One of the most underdeveloped skills that we see in lacrosse players entering the college game from high school is shooting ability. Shooting ability is what separates a scholarship player from a walk-on for many coaches. By far, it is the thing we work on the most at Providence College with our new players.
We break shooting down into three areas and, depending on the goal of a drill or task, we can work on one of the three, two of the three, or all three components at one time.
For us, the three areas of shooting are; shot selection, shot placement and shot power. To build a shooting skill set, we try to build on the latter first, with the idea that we can facilitate selection and placement once the player has learned how to shoot with power. This article focuses on just that, developing shot power in time-and-room shooters.

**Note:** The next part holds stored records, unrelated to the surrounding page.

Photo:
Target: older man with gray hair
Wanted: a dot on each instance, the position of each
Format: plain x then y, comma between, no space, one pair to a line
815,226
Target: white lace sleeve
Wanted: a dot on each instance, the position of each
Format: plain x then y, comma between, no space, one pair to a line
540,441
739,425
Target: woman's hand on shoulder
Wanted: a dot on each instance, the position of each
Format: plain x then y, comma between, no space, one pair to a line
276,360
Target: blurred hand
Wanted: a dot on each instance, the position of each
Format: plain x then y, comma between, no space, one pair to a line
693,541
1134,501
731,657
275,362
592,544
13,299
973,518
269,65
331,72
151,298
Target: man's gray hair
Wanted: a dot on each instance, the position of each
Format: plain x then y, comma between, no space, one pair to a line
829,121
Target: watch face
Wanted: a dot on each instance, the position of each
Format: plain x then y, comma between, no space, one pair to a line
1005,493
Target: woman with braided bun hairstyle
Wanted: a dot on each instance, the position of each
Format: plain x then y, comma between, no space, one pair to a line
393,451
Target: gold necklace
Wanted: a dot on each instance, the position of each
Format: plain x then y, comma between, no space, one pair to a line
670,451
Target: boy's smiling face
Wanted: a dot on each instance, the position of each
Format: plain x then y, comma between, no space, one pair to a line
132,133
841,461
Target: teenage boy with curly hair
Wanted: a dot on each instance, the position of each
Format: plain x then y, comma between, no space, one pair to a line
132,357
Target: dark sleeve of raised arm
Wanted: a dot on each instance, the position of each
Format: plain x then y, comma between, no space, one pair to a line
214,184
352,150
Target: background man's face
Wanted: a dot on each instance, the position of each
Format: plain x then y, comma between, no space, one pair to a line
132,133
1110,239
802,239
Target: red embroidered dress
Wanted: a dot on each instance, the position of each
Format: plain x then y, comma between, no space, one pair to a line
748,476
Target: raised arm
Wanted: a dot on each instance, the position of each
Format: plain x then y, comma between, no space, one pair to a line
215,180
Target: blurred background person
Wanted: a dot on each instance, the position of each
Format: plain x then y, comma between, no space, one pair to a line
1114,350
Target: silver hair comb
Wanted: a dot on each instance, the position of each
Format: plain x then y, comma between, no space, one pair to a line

Shooting power is defined by shot velocity and is generated from three areas--footwork and leg strength, torso rotation, and arm extension. Since we develop both time-and-room and shoot-on-the-run ability, we develop each skill with the same progression; however the drills will vary slightly to incorporate the specific skill. This is our time-and-room progression:
Shadow shooting is a drill that mimics the actual shooting mechanics but is done without a ball. Using shadow shooting allows a player to develop shooting footwork and motion without having the component of velocity or placement impeding his attention.
For time-and-room shooting, we put a goal on the sideline facing the middle of the field and dissected by the restraining line. We have players stand on the restraining for a right handed shot by placing both feet on the restraining line with their left shoulder towards the goal.
When they start their shooting motion for a right-handed shot, we ask them to drop their right foot behind the left foot, planting that right foot behind the line. This "crow step" as Chip Casto, assistant coach at Bergen Catholic (N.J.) calls it, allows the front shoulder to close so that the shooter's back is facing the direction of the shot. Once the right foot plants, the arms pull the ball forward in an overhand shooting motion as the player steps into the shot with their left foot.
Once the task is perfected we start to teach them to whip their hands through the shooting motion so they can hear the whipping sound of the stick head against the resistance of the air, which shows stick head velocity. The last step in shadow shooting is having the player take multiple crow steps into the shooting motion, covering more ground and causing a louder whipping action.